One of my students once went to the administration of the school where I taught to complain about the language being used in my class. It was frequently graphic and sexist and she felt that this made the class an unsafe environment. And so I had to sit down with people who had the power to fire me and answer her charge.
Here’s the thing: I was teaching playwriting, and the language wasn’t anything I or any of her classmates were using in the lectures or our discussions about the plays they were writing. What she was objecting to was the language her classmates wrote for their characters. They wrote a lot of characters who were assholes. When this became clear, the representatives of the administration said that, though they could weigh in on what words I or her classmates used as ourselves, they weren’t going to tell playwrights what the characters they created could say. If I remember correctly, the complainant left the class not long after.
This memory came back to me as I was watching Babe, Jessica Goldberg’s new play about the music business. Gus (played by Arliss Howard) has grown rich from discovering, producing and promoting rock acts, with the considerable assistance of his longtime associate Abby (Marisa Tomei). Truth to tell, Abby has done much of the work Gus has been paid outrageously well for. She isn’t starving by any means, but she also doesn’t have multiple homes or the money in the bank he does. She has also had to shrug off a lot of his casually bad behavior as what goes with the territory.

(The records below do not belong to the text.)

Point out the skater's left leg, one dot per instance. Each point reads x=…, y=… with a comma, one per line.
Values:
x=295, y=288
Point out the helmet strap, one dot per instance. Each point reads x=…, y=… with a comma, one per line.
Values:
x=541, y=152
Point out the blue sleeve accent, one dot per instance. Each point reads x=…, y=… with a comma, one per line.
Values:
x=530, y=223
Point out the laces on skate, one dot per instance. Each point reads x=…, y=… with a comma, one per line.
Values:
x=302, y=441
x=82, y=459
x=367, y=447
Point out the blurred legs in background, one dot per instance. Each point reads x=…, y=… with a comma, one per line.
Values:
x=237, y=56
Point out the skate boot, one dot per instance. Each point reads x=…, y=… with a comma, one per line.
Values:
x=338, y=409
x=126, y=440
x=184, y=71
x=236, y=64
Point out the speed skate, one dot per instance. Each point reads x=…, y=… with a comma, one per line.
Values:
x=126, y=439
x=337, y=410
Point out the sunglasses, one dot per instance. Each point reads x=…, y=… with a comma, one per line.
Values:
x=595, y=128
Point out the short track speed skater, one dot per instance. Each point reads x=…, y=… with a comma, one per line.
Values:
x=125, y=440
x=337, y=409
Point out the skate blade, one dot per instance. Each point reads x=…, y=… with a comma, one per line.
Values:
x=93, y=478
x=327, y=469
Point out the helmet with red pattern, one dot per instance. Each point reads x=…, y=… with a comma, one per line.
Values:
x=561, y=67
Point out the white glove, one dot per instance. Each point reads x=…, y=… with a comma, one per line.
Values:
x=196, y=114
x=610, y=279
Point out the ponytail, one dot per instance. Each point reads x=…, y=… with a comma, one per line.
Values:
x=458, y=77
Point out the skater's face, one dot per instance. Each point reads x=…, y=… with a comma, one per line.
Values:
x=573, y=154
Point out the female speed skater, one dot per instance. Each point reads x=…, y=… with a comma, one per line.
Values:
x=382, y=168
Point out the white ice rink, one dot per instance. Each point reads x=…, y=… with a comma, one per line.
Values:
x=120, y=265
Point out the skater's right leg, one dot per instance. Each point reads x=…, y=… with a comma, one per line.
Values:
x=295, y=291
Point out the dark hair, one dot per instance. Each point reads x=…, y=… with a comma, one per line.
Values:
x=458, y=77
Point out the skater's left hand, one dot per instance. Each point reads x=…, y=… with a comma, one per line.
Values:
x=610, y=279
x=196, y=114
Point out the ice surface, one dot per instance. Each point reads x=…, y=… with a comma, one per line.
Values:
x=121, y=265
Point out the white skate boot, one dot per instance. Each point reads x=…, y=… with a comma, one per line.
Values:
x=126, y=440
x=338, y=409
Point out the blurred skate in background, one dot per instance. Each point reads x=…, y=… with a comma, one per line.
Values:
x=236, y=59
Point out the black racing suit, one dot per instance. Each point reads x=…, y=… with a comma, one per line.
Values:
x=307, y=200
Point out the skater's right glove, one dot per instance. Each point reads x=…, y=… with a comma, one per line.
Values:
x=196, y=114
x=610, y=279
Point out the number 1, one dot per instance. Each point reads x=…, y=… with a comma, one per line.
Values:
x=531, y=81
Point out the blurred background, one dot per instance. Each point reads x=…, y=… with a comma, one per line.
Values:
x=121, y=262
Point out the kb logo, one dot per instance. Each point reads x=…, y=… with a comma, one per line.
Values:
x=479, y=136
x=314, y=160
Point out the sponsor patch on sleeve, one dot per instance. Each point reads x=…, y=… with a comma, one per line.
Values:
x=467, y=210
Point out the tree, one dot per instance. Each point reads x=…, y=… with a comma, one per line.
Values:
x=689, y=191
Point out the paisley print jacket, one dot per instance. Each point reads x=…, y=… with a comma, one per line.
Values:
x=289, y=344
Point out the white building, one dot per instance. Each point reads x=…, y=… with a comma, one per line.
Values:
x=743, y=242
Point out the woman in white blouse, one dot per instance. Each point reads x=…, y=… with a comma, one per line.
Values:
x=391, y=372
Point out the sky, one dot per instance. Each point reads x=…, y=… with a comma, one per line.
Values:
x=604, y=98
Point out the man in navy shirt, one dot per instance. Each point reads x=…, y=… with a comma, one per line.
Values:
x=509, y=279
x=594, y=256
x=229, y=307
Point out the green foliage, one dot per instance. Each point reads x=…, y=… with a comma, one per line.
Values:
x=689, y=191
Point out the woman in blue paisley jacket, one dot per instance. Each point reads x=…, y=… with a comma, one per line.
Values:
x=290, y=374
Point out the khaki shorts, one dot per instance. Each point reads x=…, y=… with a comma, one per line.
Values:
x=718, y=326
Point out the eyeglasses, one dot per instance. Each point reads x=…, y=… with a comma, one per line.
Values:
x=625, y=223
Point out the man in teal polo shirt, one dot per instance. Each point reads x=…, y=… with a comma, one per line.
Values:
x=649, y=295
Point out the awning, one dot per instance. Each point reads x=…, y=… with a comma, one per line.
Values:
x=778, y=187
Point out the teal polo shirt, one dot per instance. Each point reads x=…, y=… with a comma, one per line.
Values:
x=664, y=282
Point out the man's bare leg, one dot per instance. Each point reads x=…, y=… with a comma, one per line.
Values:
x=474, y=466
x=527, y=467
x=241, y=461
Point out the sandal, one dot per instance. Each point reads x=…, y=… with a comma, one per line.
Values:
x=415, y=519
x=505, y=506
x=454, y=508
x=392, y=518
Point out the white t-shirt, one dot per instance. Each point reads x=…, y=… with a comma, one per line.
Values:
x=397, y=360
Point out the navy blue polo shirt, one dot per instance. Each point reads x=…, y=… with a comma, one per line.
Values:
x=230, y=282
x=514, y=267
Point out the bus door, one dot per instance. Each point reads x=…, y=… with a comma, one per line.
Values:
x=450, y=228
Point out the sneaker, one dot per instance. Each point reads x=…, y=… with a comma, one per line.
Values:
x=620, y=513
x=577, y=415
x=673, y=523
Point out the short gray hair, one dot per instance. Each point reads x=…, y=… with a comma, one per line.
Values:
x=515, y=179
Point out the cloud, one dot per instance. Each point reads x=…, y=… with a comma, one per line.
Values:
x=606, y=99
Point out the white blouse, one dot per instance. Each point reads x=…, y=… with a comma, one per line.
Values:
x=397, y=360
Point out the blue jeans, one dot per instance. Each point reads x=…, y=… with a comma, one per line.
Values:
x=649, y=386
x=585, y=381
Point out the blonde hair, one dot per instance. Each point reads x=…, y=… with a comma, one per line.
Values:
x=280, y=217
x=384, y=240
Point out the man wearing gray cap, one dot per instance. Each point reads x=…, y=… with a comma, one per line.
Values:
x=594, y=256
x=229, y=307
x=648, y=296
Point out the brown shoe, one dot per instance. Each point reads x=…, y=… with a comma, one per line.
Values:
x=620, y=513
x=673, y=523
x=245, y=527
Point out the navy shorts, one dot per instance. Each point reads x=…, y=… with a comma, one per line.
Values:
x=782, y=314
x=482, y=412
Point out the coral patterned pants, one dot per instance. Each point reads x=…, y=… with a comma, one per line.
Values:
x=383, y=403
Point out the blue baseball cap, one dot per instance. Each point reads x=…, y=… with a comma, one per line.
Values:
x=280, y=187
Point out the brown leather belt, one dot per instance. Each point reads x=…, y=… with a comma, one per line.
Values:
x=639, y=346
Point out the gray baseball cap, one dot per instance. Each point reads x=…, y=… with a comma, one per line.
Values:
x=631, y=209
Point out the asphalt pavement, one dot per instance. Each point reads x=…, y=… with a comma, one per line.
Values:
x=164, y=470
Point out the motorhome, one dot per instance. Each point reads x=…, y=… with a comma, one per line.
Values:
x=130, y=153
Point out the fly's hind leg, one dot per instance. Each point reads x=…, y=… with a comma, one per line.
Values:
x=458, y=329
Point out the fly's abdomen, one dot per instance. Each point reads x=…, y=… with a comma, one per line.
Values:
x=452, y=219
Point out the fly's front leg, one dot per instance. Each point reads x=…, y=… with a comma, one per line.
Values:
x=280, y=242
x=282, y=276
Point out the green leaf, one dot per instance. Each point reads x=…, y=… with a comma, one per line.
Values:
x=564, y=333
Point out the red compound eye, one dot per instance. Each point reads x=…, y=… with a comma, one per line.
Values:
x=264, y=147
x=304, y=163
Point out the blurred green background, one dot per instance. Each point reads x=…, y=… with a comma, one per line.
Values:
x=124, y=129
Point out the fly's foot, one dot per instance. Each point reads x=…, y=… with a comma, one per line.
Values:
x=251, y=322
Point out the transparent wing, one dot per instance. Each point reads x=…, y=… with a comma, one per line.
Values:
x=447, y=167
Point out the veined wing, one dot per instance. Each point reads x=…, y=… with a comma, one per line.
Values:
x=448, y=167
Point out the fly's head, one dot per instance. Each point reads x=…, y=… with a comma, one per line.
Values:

But then part of the mystique of the rock world has its roots in bad behavior. The image of rock personalities is frequently based on the purposeful violation of societal norms. They famously trash hotel rooms, party hard, lurch in and out of rehab, and have sex with anything that moves. What’s more, the language in much popular music includes words that, if you used them in an office, would secure you an appointment with HR. In the play, Gus is about to be jettisoned from his job for indulging privately in behavior celebrated by the music and artists he has helped promote. The play adds a complication with the observation that, by putting up with Gus for years in order to keep the job she loves, Abby is also in danger.
Howard and Garcie McGraw (in the demanding double role of a new employee in the office and the memory of a dead rock legend) do strong work under Scott Elliott’s direction in this production for the New Group. I admire Goldberg’s writing for its clear-sightedness. From my sporadic dealings with the music industry, I believe she’s caught some of the power dynamics accurately. But I wish I cared more about Abby’s dilemma. This is not a criticism of Tomei, who gives Abby a caginess which goes a long way towards explaining how she has managed to continue swimming in a business filled with sharks. Maybe it’s that her passion seems to be most engaged with her memory of a dead star rather than anything or anyone in the present. Whatever the reason, I felt curiously unmoved by her dilemma.
Incidentally, much of the language in the play would have driven that student of mine nuts.